It's also important to dig beneath the liberal-versus-conservative surface. Smith contends that the real issue isn’t politics so much as an increasingly confrontational consumer, a trend that has been building for decades.
“An increasing percentage of people have problems with a product or service over a year, and they wind up enraged over their inability to get a satisfactory resolution.”
Social media compounds the problem because it offers more “helpful” channels, which often also fail to resolve people’s complaints.
So people are already on a slow boil, even as social norms are deteriorating. (Elon Musk’s recent “fuck off” tirade is the latest example.)
“It’s already a fraught environment,” Smith says. “Then you layer in politics, and the risks increase.
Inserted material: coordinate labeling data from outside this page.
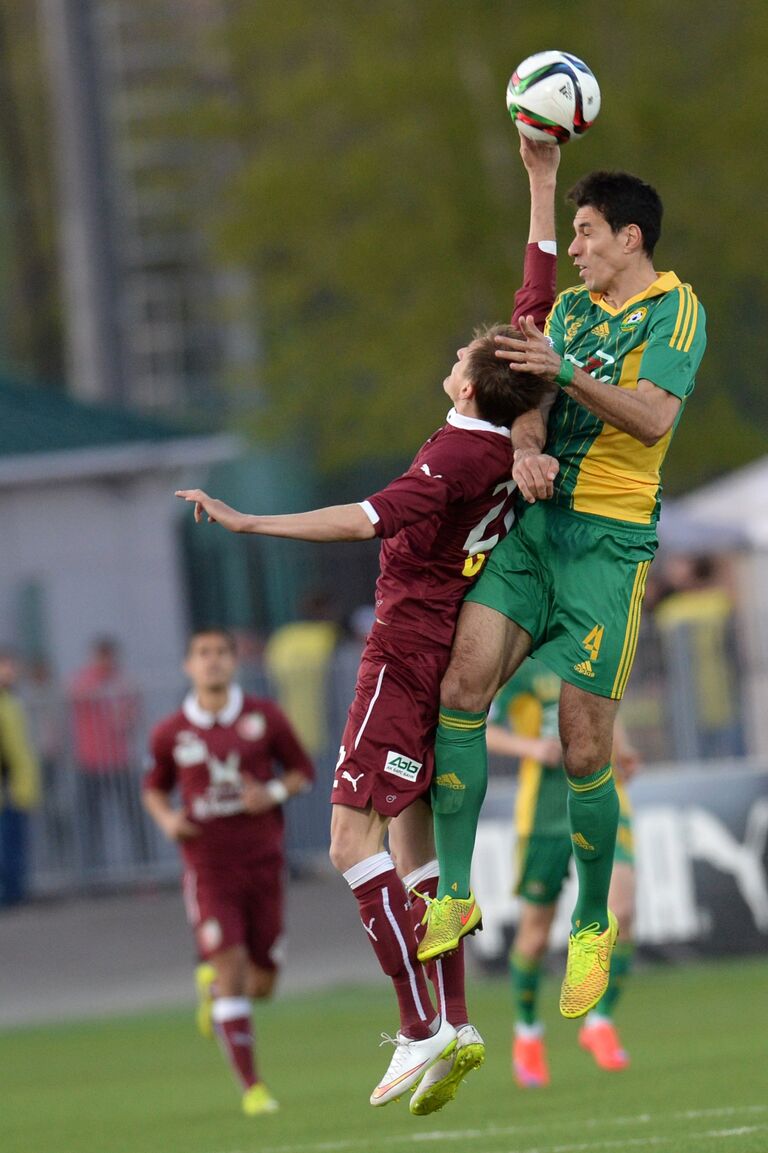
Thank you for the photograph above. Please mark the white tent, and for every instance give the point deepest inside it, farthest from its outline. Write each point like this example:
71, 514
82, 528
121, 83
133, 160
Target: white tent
737, 505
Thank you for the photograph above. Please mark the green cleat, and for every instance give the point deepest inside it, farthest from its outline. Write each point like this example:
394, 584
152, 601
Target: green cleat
439, 1084
448, 920
588, 967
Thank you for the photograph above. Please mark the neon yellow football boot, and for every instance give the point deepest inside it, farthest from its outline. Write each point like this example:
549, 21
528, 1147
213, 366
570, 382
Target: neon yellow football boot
258, 1100
588, 967
448, 920
204, 979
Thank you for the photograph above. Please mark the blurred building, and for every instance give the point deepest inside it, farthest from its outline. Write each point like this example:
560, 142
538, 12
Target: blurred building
91, 541
153, 318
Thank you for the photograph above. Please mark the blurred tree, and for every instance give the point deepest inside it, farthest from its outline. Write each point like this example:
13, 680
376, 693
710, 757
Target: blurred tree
30, 321
382, 210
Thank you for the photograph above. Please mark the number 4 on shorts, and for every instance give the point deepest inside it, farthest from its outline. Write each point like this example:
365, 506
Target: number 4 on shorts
593, 640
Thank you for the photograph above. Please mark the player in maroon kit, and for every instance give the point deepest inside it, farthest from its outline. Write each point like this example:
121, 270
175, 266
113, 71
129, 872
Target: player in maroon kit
437, 522
219, 751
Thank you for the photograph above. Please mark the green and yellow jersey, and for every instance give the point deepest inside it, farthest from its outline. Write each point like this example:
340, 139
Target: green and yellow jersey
659, 336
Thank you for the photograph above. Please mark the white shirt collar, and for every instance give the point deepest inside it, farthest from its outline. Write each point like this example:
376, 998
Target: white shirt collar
474, 424
225, 716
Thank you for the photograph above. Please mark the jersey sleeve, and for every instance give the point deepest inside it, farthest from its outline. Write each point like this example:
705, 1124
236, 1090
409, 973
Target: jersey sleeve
162, 769
434, 481
555, 325
285, 746
536, 294
676, 344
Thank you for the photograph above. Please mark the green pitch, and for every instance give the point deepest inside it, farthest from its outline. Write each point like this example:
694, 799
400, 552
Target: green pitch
698, 1080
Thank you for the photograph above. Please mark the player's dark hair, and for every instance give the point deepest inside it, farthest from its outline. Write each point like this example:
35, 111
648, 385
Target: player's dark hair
212, 631
502, 393
623, 200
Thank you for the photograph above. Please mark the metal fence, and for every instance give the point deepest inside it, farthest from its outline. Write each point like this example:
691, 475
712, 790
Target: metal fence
91, 830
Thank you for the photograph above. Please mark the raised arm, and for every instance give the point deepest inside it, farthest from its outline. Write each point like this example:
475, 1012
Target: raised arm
536, 294
336, 522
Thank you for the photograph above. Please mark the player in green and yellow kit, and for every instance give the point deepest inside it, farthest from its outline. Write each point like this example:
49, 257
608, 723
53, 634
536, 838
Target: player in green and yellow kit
622, 352
522, 723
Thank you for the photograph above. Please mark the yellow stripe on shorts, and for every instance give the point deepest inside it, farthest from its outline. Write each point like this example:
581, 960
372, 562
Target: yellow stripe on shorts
459, 723
632, 631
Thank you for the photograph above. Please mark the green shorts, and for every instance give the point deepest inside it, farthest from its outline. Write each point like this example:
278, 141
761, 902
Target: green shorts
543, 865
576, 583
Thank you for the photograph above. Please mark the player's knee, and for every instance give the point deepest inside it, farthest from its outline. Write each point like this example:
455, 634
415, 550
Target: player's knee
344, 851
261, 986
582, 758
459, 690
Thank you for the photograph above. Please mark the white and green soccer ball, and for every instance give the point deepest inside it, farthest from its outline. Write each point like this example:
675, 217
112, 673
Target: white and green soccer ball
552, 96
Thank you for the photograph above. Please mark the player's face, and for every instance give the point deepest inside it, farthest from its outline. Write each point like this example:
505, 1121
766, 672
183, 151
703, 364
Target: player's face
597, 253
458, 377
210, 663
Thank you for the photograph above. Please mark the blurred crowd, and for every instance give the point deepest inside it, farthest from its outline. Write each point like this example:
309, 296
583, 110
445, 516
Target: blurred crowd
72, 754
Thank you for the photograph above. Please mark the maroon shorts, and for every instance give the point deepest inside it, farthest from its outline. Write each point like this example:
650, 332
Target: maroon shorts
388, 748
238, 907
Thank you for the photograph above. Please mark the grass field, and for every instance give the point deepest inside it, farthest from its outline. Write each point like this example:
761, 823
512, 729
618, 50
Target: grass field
148, 1084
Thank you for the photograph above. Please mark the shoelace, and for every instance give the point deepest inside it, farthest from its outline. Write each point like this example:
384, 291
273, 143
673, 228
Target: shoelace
581, 959
428, 901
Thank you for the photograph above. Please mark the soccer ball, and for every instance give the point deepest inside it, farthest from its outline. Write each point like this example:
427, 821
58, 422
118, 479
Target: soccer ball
552, 96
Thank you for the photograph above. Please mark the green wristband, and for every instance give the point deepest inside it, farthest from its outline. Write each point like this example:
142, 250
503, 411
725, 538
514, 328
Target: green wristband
565, 372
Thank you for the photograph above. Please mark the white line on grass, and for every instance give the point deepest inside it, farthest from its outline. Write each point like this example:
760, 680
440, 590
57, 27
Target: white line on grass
492, 1131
Brands need to pay attention to the entire atmosphere of what’s happening, not just their own decisions.”
Smith cites Bud Light’s anti-transgender backlash as an example of just how unpredictable and combustible consumers’ moods can be.
When Target faced similar consumer outrage, he asserts it wasn’t because of anything the company had done -- it had been selling Pride merchandise for years. “What happened to Target wasn’t about Target,” he says. “It was about Bud Light.”
While most moments of consumer fury usually wind up in what the BBC recently called “the dustbin of outrage,” both Target and Bud Light felt real financial pain because of the backlash.
What that means for brands, Smith says, is the need for a more sophisticated risk analysis of any potential “stand,” just as it might do for other business decisions.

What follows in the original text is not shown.